In another example, Crossroads Community Food Network, in partnership with a local co-op in Takoma Park, Maryland, is receiving funding to launch “Year-Round Fresh Checks” to expand access to affordable fresh fruits and vegetables in a primarily immigrant neighborhood outside Washington, D.C. That project is expected to impact 3,000 SNAP users and plans to match the expected $450,000 in spending with nutrition incentives. The match is coming from $250,000 in federal grants and $200,000 of state and local dollars.
“By understanding the lived experiences of their community, they help deliver USDA programs into the hands of the people who need them most,” Dr. Chavonda Jacobs-Young, USDA Chief Scientist and Under Secretary for Research, Education and Economics, said in a statement about the Crossroads Community Food Network project.
Because of additional funding provided through the American Rescue Plan Act, the USDA’s National Institute of Food and Agriculture is expanding its reach to “many first-time program applicants from underrepresented communities nationwide,” Dr. Dionne Toombs, acting director of the USDA National Institute of Food and Agriculture, said in the announcement.
Earlier this year, the USDA unveiled a new framework to improve the country’s food system that includes investments in making nutritious food more accessible and affordable. That plan included investments slated for the GusNIP Produce Prescriptions Program ($40 million), SNAP technology improvements ($25 million) and the creation of a new Healthy Food Incentive Fund ($100 million) to help school food authorities offer more nutritious school meals to children.
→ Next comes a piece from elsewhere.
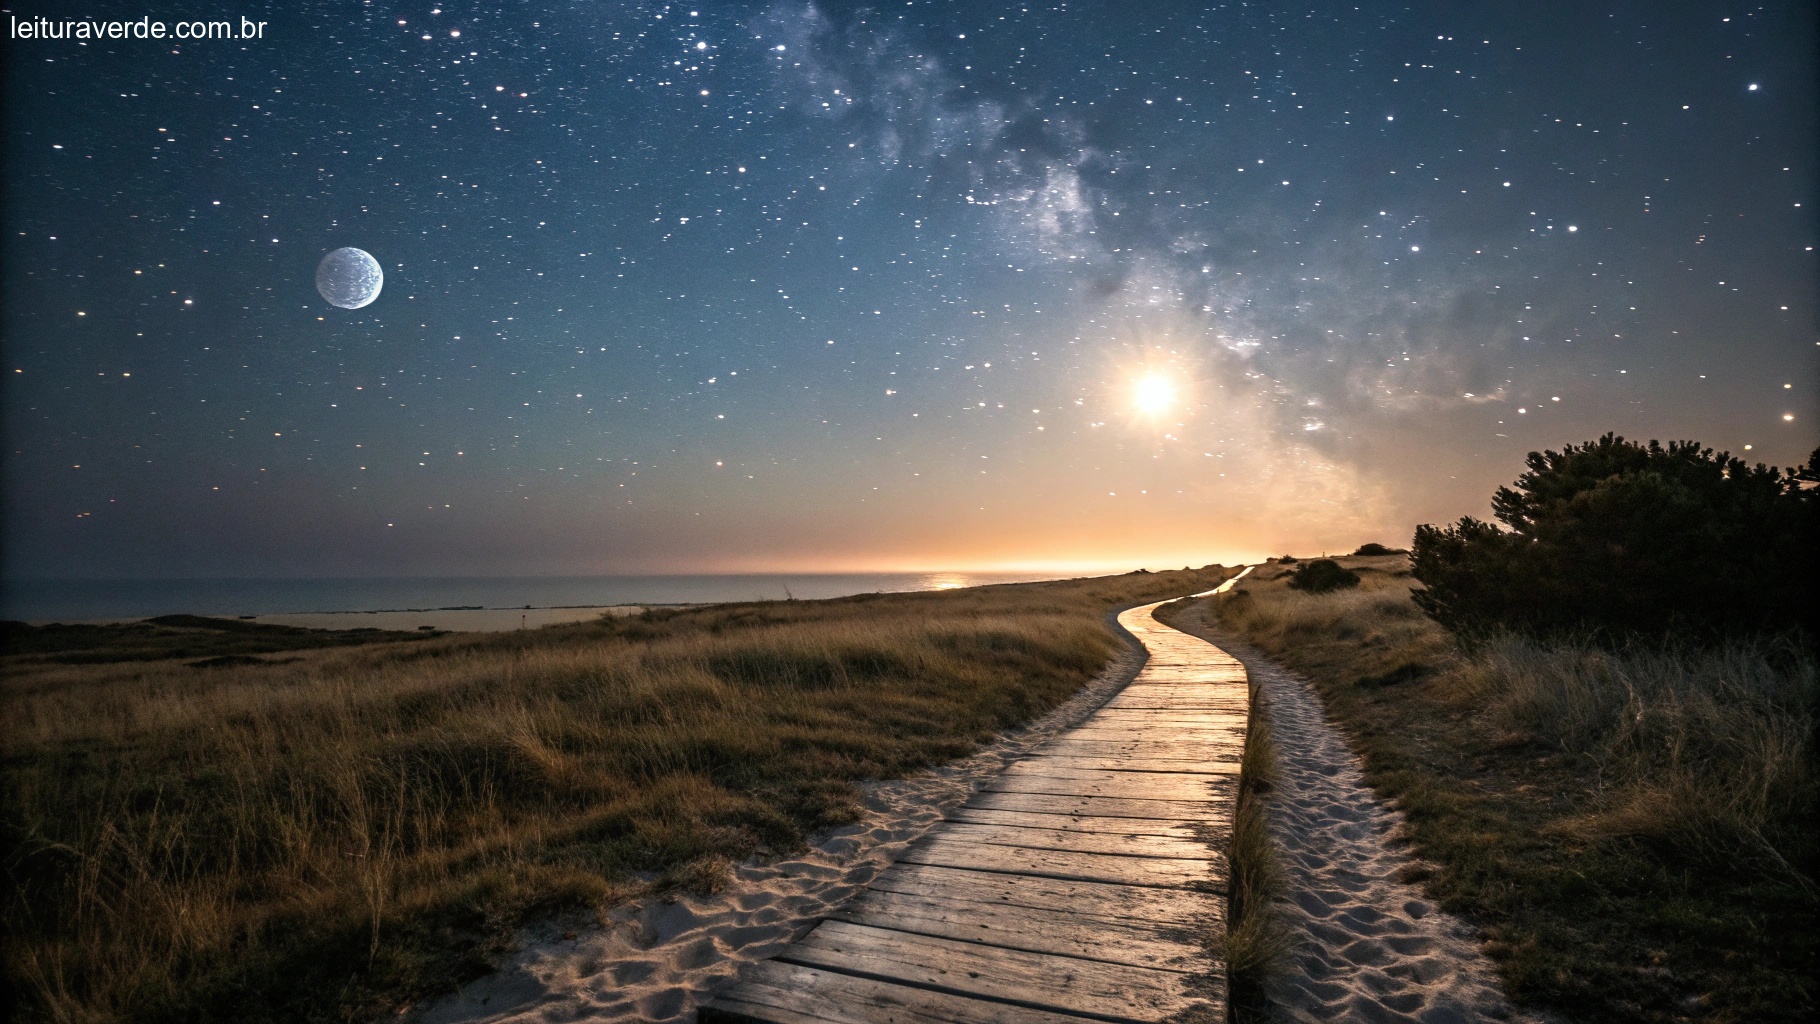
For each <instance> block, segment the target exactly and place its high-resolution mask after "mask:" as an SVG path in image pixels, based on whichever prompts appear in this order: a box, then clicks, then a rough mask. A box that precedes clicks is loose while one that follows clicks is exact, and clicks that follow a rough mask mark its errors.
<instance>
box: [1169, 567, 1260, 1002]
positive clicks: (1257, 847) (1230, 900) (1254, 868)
mask: <svg viewBox="0 0 1820 1024" xmlns="http://www.w3.org/2000/svg"><path fill="white" fill-rule="evenodd" d="M1192 604H1194V602H1174V604H1167V606H1163V607H1159V609H1158V620H1159V622H1165V624H1168V626H1174V627H1178V629H1183V631H1188V633H1194V635H1203V633H1201V631H1199V629H1194V627H1192V626H1194V622H1196V620H1198V611H1199V609H1196V607H1192ZM1263 702H1265V695H1263V693H1261V691H1259V688H1258V684H1256V682H1252V684H1250V711H1249V715H1247V722H1245V753H1243V755H1241V760H1239V797H1238V806H1236V808H1234V813H1232V838H1230V842H1229V846H1227V864H1229V869H1230V895H1229V899H1227V920H1225V928H1223V929H1221V933H1219V935H1218V937H1216V939H1214V946H1216V948H1218V951H1219V955H1221V959H1225V962H1227V986H1229V1004H1230V1011H1232V1020H1238V1022H1241V1024H1243V1022H1247V1020H1272V1019H1274V1017H1272V1015H1270V1011H1269V1002H1267V999H1265V982H1267V980H1269V979H1270V977H1272V975H1274V973H1276V971H1279V969H1283V966H1285V957H1287V955H1289V949H1290V940H1292V935H1290V931H1289V928H1287V926H1285V922H1283V919H1281V915H1279V913H1278V911H1276V904H1278V900H1281V899H1283V891H1285V888H1283V868H1281V864H1279V862H1278V849H1276V842H1274V840H1272V838H1270V820H1269V815H1270V811H1269V804H1270V791H1272V789H1274V788H1276V782H1278V777H1279V775H1278V773H1279V762H1278V748H1276V738H1274V735H1272V731H1270V715H1269V713H1267V709H1265V704H1263Z"/></svg>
The USDA’s announcement links to the White House Conference on Hunger, Nutrition, and Health in September and the Biden administration’s national strategy, which outlines actions the federal government plans to take to address hunger and diet-related diseases by 2030.
Several grocers and technology providers have recently announced pledges to tackle food accessibility barriers, some of which stem from the White House’s emphasis on this area.
Giant Food and Stop & Shop have separately linked with About Fresh to allow participants of its Fresh Connect program to use prepaid debit cards to buy “prescribed” fresh food by healthcare providers. DoorDash has teamed up with nonprofit organization Brighter Bites to make it easier for children and their families in New York City, Houston and Washington, D.C., to access fresh produce.